England: judge says role mode status not enough to reveal cheating celebrity’s identity in godless Britain

England: judge says role mode status not enough to reveal cheating celebrity's identity in godless Britain

A judge has ruled role-model status is insufficient justification for revealing the identity of a celebrity who had an affair because in as godless a society as Britain only the puritanical now believe celebrities’ sexual escapades should be made public.

The identities of the ex-lovers were widely discussed on social media in breach of a High Court order stopping the Sun on Sunday from revealing them.

A lawyer called the privacy injunction a “swingers’ charter” – a license for the wealthy to have affairs without any risk of their spouse finding out.

Mrs Justice Laing said the right to privacy and family life of the sportsman, referred to as A1, was more important that his former lover’s right to freedom of expression until the case had been given full consideration.

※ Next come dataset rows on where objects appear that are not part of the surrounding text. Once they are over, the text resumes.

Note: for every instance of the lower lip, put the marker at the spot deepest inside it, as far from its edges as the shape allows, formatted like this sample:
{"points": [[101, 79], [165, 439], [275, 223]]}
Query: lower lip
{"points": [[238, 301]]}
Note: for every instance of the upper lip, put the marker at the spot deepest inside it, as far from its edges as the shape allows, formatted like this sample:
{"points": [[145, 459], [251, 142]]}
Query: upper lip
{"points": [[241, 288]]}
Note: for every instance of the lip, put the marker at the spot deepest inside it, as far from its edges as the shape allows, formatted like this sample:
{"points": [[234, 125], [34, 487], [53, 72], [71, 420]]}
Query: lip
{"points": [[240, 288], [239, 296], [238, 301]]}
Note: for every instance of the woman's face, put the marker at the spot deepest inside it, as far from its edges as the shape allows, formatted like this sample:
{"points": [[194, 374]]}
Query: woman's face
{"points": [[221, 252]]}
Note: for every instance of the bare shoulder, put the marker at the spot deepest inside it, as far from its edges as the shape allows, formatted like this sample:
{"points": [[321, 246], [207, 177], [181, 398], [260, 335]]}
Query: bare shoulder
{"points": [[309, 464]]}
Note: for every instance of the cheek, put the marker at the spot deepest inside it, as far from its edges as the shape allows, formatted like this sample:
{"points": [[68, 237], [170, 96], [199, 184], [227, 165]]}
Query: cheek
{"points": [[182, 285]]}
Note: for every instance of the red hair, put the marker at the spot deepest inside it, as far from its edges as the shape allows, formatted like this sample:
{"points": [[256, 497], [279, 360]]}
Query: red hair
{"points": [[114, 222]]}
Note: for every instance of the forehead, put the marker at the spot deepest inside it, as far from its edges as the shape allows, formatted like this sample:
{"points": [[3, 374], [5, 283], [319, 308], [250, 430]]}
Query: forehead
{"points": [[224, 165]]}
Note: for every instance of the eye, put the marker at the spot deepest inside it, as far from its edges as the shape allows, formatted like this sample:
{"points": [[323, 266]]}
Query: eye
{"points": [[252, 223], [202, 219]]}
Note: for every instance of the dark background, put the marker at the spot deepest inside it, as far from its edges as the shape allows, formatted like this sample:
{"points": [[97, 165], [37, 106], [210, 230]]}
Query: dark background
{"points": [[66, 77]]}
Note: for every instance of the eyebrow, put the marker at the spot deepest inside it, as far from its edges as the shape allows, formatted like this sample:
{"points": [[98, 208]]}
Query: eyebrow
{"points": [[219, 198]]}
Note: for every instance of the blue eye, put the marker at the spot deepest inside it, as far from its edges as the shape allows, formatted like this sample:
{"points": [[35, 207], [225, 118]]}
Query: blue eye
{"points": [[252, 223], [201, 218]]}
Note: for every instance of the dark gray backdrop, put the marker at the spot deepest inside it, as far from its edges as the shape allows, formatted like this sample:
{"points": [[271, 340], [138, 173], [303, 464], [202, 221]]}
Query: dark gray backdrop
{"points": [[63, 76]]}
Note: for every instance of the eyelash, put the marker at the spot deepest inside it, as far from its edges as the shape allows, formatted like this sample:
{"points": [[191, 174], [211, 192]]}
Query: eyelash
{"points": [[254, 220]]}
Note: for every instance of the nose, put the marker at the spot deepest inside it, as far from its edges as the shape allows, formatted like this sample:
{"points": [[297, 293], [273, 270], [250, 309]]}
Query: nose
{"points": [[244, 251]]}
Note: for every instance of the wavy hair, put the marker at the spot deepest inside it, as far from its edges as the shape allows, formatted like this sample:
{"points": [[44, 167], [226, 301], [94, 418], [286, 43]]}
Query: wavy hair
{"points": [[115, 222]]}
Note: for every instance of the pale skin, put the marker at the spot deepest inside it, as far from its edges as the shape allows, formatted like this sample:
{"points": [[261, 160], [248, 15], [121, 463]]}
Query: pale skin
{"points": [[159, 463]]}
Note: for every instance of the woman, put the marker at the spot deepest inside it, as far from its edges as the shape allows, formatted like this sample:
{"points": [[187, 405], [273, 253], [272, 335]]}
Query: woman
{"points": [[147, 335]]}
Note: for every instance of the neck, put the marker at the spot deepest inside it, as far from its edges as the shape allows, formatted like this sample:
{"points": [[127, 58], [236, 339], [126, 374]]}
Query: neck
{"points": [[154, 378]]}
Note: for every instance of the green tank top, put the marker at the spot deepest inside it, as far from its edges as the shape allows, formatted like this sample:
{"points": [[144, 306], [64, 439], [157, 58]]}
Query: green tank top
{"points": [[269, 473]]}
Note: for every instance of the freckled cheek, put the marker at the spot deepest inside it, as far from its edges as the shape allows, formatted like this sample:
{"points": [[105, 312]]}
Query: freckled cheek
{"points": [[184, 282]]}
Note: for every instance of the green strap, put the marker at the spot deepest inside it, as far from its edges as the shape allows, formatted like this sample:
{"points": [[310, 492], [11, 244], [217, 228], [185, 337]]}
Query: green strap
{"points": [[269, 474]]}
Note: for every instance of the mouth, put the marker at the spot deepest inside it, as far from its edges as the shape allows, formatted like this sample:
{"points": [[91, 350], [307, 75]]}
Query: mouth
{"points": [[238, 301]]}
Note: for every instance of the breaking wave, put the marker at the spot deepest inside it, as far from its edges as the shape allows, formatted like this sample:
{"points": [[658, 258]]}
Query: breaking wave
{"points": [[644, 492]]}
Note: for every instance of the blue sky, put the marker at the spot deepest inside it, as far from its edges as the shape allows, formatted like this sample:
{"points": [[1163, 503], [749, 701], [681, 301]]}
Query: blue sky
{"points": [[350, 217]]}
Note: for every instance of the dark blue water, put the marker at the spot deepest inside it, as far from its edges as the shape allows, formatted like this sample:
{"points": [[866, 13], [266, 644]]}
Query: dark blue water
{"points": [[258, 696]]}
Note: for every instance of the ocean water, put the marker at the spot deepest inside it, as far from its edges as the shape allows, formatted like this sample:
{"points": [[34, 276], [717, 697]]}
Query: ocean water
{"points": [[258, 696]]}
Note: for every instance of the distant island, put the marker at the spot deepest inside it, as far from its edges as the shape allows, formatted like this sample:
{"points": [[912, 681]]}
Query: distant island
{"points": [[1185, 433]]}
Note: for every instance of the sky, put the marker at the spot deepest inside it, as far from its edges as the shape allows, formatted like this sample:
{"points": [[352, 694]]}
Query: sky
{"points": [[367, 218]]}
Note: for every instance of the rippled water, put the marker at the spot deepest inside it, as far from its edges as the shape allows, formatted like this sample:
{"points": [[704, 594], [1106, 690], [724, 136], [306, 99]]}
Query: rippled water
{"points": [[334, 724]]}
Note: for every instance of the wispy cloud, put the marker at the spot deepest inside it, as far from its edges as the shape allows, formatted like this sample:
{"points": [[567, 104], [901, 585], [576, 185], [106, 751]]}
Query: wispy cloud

The woman in the case has already been in the media spotlight, having had a number of affairs.

Her lover did not deny they met in hotels when he should have been working and that he misled his team manager and future wife.

But the judge said A1 had not misled the public by cultivating one image of himself and leading another life.

She said that while what he did was hurtful to the women involved it was risky to treat such behaviour as socially damaging.

Mrs Justice Laing said: “This is a particular risk for a court in an increasingly secular society in which some issues, especially questions of sexual conduct, do not attract the consensus which they once did.

“Few people, other than adherents to strict religious codes, could rationally consider that this conduct is so fundamentally inconsistent with being a role model of the kind which A1 is that there is a public interest in exposing it.”

The judge added: “ caused private pain; but no one was corrupted or coerced. The conduct had no ramifications beyond the three people affected by it. It did not affect society in any way.”

Mark Stephens, of Howard Kennedy solicitors questioned what the problem is in revealing the pair’s identities, saying:“If it is correct that the affair causes no harm to the reputation of the role model then where is the harm in telling everybody?

“Judges seem to be saying you can do what you want and it is nobody else’s business.

“It is a swingers’ charter. But what about the right, from the public health side, for the wife to know that her husband is having sex with other people?”